38 N.Y.2d 735 (1975)

Utica Mutual Insurance Company, Appellant, v. Allen R. Cherry, Respondent, et al., Defendant.

Court of Appeals of the State of New York.

Decided November 20, 1975.

Attorney(s) appearing for the Case

V. Frank Cline for appellant.

Thomas N. O'Hara for respondent.



The order of the Appellate Division should be affirmed.

In this action for a declaration that plaintiff is relieved of all its duties and liabilities under a policy of liability insurance issued by it to defendant Cherry covering a 1964 Ford truck, Special Term granted plaintiff's motion for summary judgment, holding that Cherry's conviction of manslaughter in the first degree is prima facie proof of a willful act obviating the concept of accident as embodied in said policy. The Appellate Division reversed, on the law, and awarded partial summary judgment to said defendant to the extent that plaintiff is not relieved of its duty to defend under the policy and is to be responsible for the reasonable value of the services of Cherry's counsel, and that the remaining claims of plaintiff shall await determination after conclusion of a wrongful death action instituted against Cherry by Patricia J. Rice, as administratrix of the estate of Charles J. Rice.

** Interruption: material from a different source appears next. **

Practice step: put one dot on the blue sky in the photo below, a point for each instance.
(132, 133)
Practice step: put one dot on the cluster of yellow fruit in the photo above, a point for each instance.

The death action, instituted on August 10, 1967 and alleging a cause based on negligence and another for intentionally causing the death, arose out of an occurrence on April 26, 1967 at or near a shale bank in Cornwall, New York, when Cherry operated his truck in a manner as to strike and kill Rice. In 1967, Cherry was indicted for manslaughter in the first degree, charged with violating former section 1050 of the Penal Law, and on September 29, 1969, following a trial, was convicted of said crime.

Plaintiff maintains on this appeal that it is entitled to disclaim liability coverage under the policy and to a grant of summary judgment in its favor, since Cherry's conviction rested on a finding of intent to do the criminal act, negating an accident, and, as a result, he was collaterally estopped from asserting the identical facts in a subsequent civil action which were finally decided previously in the criminal action. Our response to this position is relatively simple. The civil complaint contains a cause grounded on negligence, which is clearly within the risk covered by the policy, and since facts have been alleged which bring the death within the coverage, the policy requires plaintiff insurer to defend irrespective of defendant Cherry's ultimate liability, plaintiff's obligation to furnish Cherry with a defense being broader than its duty to pay (International Paper Co. v Continental Cas. Co., 35 N.Y.2d 322, 325-327; Goldberg v Lumber Mut. Cas. Ins. Co. of N. Y., 297 N.Y. 148, 154). The insurer's duty to defend "includes the defense of those actions in which alternative grounds are asserted, some within and others without the protection purchased," and extends to any action, however groundless, false or fraudulent, in which facts are alleged within the coverage afforded by the policy (Freedman, Inc. v Glens Falls Ins. Co., 27 N.Y.2d 364, 368; Prashker v United States Guar. Co., 1 N.Y.2d 584).

Order affirmed, with costs, in a memorandum.